Automatic Weather Station (AWS)

of

2013

at

Nit Hamirpur

--------------------------------------------------------------------

Submitted by

Sohanpal Bansal

(14M708 )

CENTRE FOR ENERGY AND ENVIRONMENT

NATIONAL INSTITUTE OF TECHNOLOGY

HAMIRPUR – 177005 (INDIA)

2

Abstract:Analysis of wind meteorological data from Automatic Weather Station

(AWS) for Nit Hamirpur latitude (31.7070° N, 76.5263° E) of year- 2013

Object:

To calculate average wind speed, Standard Deviation, and wind power by

using 1 Minute, 10 Minute, Hourly and Daily wind data and NASA wind daily

data of year 2013 by using software named as WAsP (Wind Atlas analysis

and application Program), and Excel spread sheet yearly and season wise

based on method of bins.

Develop wind rose from AWS 1-Minute data by using WAsPand generate

report.

Software Used: WAsP (Wind Atlas analysis and application Program) Microsoft excel

Introduction: Typically, due to aerodynamic drag, there is a wind gradient in the wind flow just a

few hundred meters above the Earth's surface—the surface layer of the planetary

boundary layer. Wind speed increases with increasing height above the ground,

starting from zero due to the no-slip condition .Flow near the surface encounters

obstacles that reduce the wind speed, and introduce random vertical and horizontal

velocity components at right angles to the main direction of flow. This turbulence

causes vertical mixing between the air moving horizontally at one level and the air at

those levels immediately above and below it, which is important in dispersion of

pollutants and in soil erosion.

The reduction in velocity near the surface is a function of surface roughness, so wind

velocity profiles are quite different for different terrain types. Rough, irregular

ground, and man-made obstructions on the ground, retard movement of the air near

the surface, reducing wind velocity. Because of low surface roughness on the

relatively smooth water surface, wind speeds do not increase as much with height

above sea level as they do on land. Over a city or rough terrain, the wind gradient

effect could cause a reduction of 40% to 50% of the geostrophic wind speed aloft;

while over open water or ice, the reduction may be only 20% to 30%.

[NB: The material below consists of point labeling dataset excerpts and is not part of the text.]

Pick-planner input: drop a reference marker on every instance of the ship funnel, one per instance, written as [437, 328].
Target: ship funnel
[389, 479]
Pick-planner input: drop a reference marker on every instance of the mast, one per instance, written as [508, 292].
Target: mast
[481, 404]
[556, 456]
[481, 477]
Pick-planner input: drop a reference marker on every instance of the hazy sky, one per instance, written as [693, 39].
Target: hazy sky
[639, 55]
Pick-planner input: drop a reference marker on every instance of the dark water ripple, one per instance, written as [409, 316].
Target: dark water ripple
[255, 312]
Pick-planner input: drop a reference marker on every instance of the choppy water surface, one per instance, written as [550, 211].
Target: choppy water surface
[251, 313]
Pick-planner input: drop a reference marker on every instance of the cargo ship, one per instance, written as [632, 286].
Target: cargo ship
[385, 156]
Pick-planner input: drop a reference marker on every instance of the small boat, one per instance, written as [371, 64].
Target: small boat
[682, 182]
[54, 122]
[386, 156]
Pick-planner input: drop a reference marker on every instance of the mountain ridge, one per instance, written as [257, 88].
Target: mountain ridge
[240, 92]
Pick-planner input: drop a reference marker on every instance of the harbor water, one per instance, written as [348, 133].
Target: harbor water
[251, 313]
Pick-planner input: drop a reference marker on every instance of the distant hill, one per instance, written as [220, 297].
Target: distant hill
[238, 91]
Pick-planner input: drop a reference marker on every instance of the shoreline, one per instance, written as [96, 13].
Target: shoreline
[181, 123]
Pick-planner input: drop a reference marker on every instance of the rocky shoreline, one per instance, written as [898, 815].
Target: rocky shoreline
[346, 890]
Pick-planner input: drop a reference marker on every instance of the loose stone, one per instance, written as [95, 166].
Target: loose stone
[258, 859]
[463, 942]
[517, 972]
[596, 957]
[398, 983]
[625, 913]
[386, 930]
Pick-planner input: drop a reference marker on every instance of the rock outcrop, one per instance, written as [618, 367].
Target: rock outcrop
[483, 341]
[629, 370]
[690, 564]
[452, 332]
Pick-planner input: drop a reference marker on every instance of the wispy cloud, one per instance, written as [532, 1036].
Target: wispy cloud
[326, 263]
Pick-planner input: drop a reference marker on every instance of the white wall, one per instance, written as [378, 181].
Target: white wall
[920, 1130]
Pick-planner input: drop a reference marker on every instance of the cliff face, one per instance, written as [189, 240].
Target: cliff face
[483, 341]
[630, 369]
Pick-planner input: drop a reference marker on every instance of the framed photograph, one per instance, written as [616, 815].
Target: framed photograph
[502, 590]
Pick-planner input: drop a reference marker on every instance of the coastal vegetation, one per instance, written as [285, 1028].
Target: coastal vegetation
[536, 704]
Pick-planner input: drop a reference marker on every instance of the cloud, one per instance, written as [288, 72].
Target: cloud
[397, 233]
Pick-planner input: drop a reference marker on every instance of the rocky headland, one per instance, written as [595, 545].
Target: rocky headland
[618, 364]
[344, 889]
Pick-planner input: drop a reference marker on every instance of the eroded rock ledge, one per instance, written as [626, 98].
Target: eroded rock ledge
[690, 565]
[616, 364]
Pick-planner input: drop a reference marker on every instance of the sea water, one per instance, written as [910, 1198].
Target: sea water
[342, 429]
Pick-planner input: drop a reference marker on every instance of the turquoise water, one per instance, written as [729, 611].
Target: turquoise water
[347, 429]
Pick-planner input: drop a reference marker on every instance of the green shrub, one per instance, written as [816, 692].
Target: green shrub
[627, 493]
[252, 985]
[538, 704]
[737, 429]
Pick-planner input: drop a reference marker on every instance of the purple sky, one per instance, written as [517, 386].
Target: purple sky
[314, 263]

For engineering purposes, the wind gradient is modelled as a simple shear exhibiting a

vertical velocity profile varying according to a power law. The height above ground

where surface friction has a negligible effect on wind speed is called the "gradient

height" and the wind speed above this height is assumed to be a constant called the

"gradient wind speed". For example, typical values for the predicted gradient height

are 457 m for large cities, 366 m for suburbs, 274 m for open terrain, and 213 m for

open sea.

The shearing of the wind is usually three-dimensional, that is, there is also a change in

direction. After sundown the wind gradient near the surface increases, with the

increasing stability. Atmospheric stability occurring at night with radiative cooling

tends to contain turbulent eddies vertically, increasing the wind gradient. The

magnitude of the wind gradient is largely influenced by the height of the convective

boundary layer and this effect is even larger over the sea.

3

Measuring Wind On-site wind measurements should be taken prior to deciding to purchase a wind

turbine. The data collected will determine the wind resource and help with wind

turbine selection and economic value. Before answering any of these questions, you

need to back up and examine how the collected data will be used. This depends on the

intended purpose of the wind turbine. If a wind turbine is being considered for annual

electric power production, then the wind data will be used to estimate that production.

Instruments used: Anemometer: It measures wind speed. The anemometer rotates due to wind and

generates a signal proportional to wind speed. In most cases the signal is electrical,

although some anemometers produce mechanical signals. Wires lead from the

anemometer to an indicator (display) or recorder that is made for indoor or outdoor

use.

Indicators give current information on a dial or digital display or with blinking lights.

They present only visual wind values and do not have any storage capability. If data

are to be collected, they require a person to monitor the system and manually record

the data into a logbook. Indicators are impractical for most wind feasibility studies

and in general are not recommended.

Wind Vane:It senses direction of wind, which also sends a signal to an indicator or

recorder. Some wind equipment is designed to measure speed and direction.

4

System Description: AWS stands for Automatic Weather Station.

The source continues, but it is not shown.